/TPN

Tubelet Proposal Network

Primary LanguagePythonMIT LicenseMIT

TPN: Tubelet Proposal Network

Introduction

TPN, short for Tubelet Proposal Network, is a deep learning framework for video object detection, originally designed for ImageNet VID dataset.

This framework mainly contains two components shown below: TPN Framework

The Tubelet Proposal Network generates hundreds of tubelet proposals based on static image box proposals, and the Encoder-decoder LSTM encodes the tubelet visual features into memory and decodes the information to classify each tubelet box proposal into different classes. More details in the paper in CVPR 2017.

Citation

If you are using the TPN code in your project, please cite the following publication.
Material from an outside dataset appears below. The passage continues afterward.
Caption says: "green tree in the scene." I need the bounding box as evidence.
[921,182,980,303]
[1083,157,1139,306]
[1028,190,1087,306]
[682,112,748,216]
@inproceedings{kang2017tpn,
  title={Object Detection in Videos with Tubelet Proposal Networks},
  author={Kang, Kai and Li, Hongsheng and Xiao, Tong and Ouyang, Wanli and Yan, Junjie and Liu, Xihui and Wang, Xiaogang},
  Booktitle = {CVPR},
  Year = {2017}
}

Installations

Dependencies

  1. Faster R-CNN
  2. vdetlib
  3. Caffe with MPI
  4. TensorFlow v0.8

Instructions

>> # clone this repository
>> git clone --recursive git@github.com:myfavouritekk/TPN.git
>> # compile external dependencies
>> cd $TPNROOT/external/vdetlib && make
>> cd $TPNROOT/external/py-faster-rcnn/lib/ && make
>> # compile caffe with MPI
>> cd $TPNROOT/external/caffe-mpi
>> mkdir build && cd build
>> cmake .. && make -j

Usage

  1. Generate .vid file
>> python TPN/external/vdetlib/tools/gen_vid_proto_file.py vid_name root_dir out_file
  1. Generate static proposals
    1. static proposals for ImageNet VID generated with ResNet RPN.
    2. Generating the .box file for region proposals proposal files contains two fields: boxes contains box proposals, images contains image frame names. The images can be the following forms: video_name/frame_name, subset/video_name/frame_name.
>> python tools/data/box_proto_from_proposals.py proposal_file vid_root save_dir
  1. Generating tubelets with TPN:
    1. Download CVPR 2017 models and extract to CVPR2017_models.
    2. generating tubelets with multiple GPUs:
>> cat video_list.txt | parallel -j 8 python tools/propagate/sequence_roi_propagation.py /path/to/vids/{}.vid /path/to/boxes/{}.box /path/to/save/track/dir --def CVPR2017_models/tpn/googlenet/deploy.prototxt --param CVPR2017_models/tpn/googlenet/hkbn_4d_fast_rcnn_det2_vid1_resnet_rpn_sequence_roi_length_5_iter_120000.caffemodel --bbox_mean CVPR2017_models/tpn/googlenet/vid_2015_train_20_length_5_gt_mean.pkl --bbox_std CVPR2017_models/tpn/googlenet/vid_2015_train_20_length_5_gt_std.pkl --bbox_pred_layer bbox_pred_vid_pair_roi --length 20 --sample_rate 20 --cfg experiments/cfgs/resnet_rpn.yml --num_per_batch 150 --job {%} --gpus {0..7}
  1. Detection:
>> python TPN/tools/propagate/track_propagation.py vid_file track_file save_file --def CVPR2017_models/vid/depoly.prototxt --net CVPR2017_models/vid/hkbn_4d_fast_rcnn_vid_only_iter_90000.caffemodel --crf TPN/experiments/cfgs/craft.yml --num_per_batch 300 --bbox_mean CVPR2017_models/vid/vid_2015_train_20_bbox_means.pkl --bbox_std CVPR2017_models/vid/vid_2015_train_20_bbox_stds.pkl

Beyond demo

  1. Generating the .vid file for a video
>> python external/vdetlib/tools/gen_vid_proto_file.py vid_name root_dir out_file.vid
  1. Generating the .box file for region proposals proposal files contains two fields: boxes contains box proposals, images contains image frame names. The images can be the following forms: video_name/frame_name, subset/video_name/frame_name.
>> python tools/data/box_proto_from_proposals.py proposal_file vid_root save_dir

Models

  1. TPN models in CVPR2017_models
  2. Detection models in CVPR2017_models

Links

  1. PDF
  2. Poster
  3. Demo video

License

TPN is released under the MIT License.